Это интересный город. Там люди сразу нам сказали: если Россия пришла, то это навсегда. Ни я, ни мама этого не понимали. Мы знали, что это не навсегда, что победа будет обязательно. Там были пожилые люди, все они поддерживали Путина. То есть, для них это был кумир. Я такого еще не видел. Мне там было очень некомфортно. Недалеко от города была копанка, там работали шахтеры. Приехала милиция, забрали всех. Потом в одном дворе прорвало трубу. Приехали восемь ребят, начали чинить эту трубу. Их увидела милиция, тоже забрали всех.

Было страшно ходить по городу. Потому что тебя могли схватить и все.

Помню, сидел на лавочке с бабушками, к нам подошел парень и говорит: “Я служу в ЛНР”. Они отбили какое-то село, у них две недели перекур, а дальше снова пойдут воевать. Я еще говорил бабушкам: “Ребята едут на войну. Это нормально? Это — ужас!” А они говорили, что кто-то должен воевать за что-то.

В больнице была одна санитарка. Такая большая, крепкая женщина. Она говорила, что у нее муж ушел воевать, и если что, она тоже пойдет. Я не знаю, что будет дальше с этими районами. Если у нас 15% населения (возможно) за Россию, то там, наверное, все 90%. Это меня пугает, потому что они не видели ужасов войны, не знают, какой это ужас, когда нет времени на жизнь, потому что ракеты летят и днем, и ночью.
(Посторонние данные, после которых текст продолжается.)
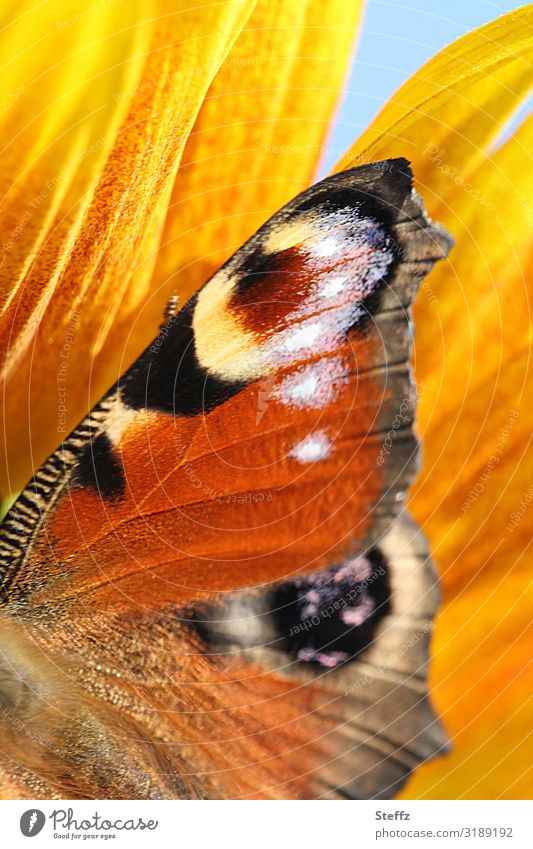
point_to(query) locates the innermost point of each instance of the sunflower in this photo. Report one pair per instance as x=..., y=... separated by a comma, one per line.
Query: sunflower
x=145, y=141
Что побудило вас уехать из Антрацита?

Те люди, с которыми я общался, предлагали мне остаться. Работы в городе для мужчин очень много. Потому что мужчин там практически не было. Когда я ходил по улицам, мужчин не видел, были только женщины. Очень много. Я тогда общался с сестрой. Она говорила, что это не вариант. Потому что война придет туда рано или поздно. Я принял решение ехать дальше через Россию. В какую-то страну Евросоюза.

Как вам удалось выехать через Россию в Европу?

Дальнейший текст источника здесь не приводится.